# CNN Hacked; Page Announces China Dumps Stocks, Closes South China Sea



## Denton (Sep 18, 2012)

BREAKING: China dumps all bonds, declares South China Sea closed zone ? CNN Political Ticker - CNN.com Blogs

1 minute ago
*BREAKING: China dumps all bonds, declares South China Sea closed zone*
China has just announced, in response to what it calls US aggression, that it has placed all its US treasury bonds on the open market and simultaneously has declared the South China Sea a closed zone. This is a developing story, please check for updates.

Don't worry. CNN was hacked.

Who did the hacking? Was it a not so subtle warning of what is to come?


----------



## Gunner's Mate (Aug 13, 2013)

The Chinese must have read my earlier post over in the Marijuana stock thread, damn commie spys are everywhere


----------



## Just Sayin' (Dec 5, 2013)

Come on, that isn't funny...I've got 25% of my retirement in Asian/Pacific stocks...I'm either a millionaire now or a pauper. :shock:


----------



## Deebo (Oct 27, 2012)

Nothing to see here folks. Just keep marching towards the lights, with your papers in hand. Move along. 
Those annoying "loud firecracker" noises you hear from the other room is just the television.
Those piles of clothes and shoes you see are just items for the less fortunate.
Move along, eyes to the front. 
That awefull smell is just the sewer backed up.


----------



## Ripon (Dec 22, 2012)

And when that headline is real?


----------



## Deebo (Oct 27, 2012)

CNN hacked..Target hacked.. Account numbers, pins, personall informantion. 
It is all hacked by THE NSA. 
Anyone here believe that HIPPA form at the doctrers office protects your pertinent information. 
Insurance companies now need to know what job you do to insure your truck? What does your credit rating have to do with Full coverage truck insurance?
The greatest trick the devil ever pulled was getting people to believe he isn't real.
Your information is stored and backed up somewhere........


----------



## PrepperLite (May 8, 2013)

Deebo said:


> CNN hacked..Target hacked.. Account numbers, pins, personall informantion.
> It is all hacked by THE NSA.
> Anyone here believe that HIPPA form at the doctrers office protects your pertinent information.
> Insurance companies now need to know what job you do to insure your truck? What does your credit rating have to do with Full coverage truck insurance?
> ...


Very much doubt it was the NSA, China on the other hand.....


----------



## Denton (Sep 18, 2012)

PrepperLite said:


> Very much doubt it was the NSA, China on the other hand.....
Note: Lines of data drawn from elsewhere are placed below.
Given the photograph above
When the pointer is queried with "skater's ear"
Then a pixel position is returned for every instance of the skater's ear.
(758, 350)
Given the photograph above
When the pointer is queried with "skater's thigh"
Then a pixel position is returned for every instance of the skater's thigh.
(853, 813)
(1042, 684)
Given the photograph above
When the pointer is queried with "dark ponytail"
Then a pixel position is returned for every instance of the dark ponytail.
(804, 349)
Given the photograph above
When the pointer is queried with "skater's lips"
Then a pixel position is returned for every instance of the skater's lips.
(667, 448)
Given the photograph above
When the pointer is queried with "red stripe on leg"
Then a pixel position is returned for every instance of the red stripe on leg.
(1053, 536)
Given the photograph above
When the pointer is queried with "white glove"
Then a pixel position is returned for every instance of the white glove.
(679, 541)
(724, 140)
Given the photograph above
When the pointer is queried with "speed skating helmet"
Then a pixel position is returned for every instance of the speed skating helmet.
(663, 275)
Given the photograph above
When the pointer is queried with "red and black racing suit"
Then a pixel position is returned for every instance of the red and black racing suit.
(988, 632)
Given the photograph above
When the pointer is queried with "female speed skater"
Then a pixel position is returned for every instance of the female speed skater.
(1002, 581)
What if the elite, through the NSA, was giving a clue as to the next event on their calender?


----------



## paraquack (Mar 1, 2013)

Scary thought , isn't it?????


----------



## Fuzzee (Nov 20, 2012)

Funny or not, I'm always a little happy when CNN looks more like the assholes they really are at least.


----------



## Ripon (Dec 22, 2012)

NSA is too busy targeting obummers opponents - you know like Dinesh.


----------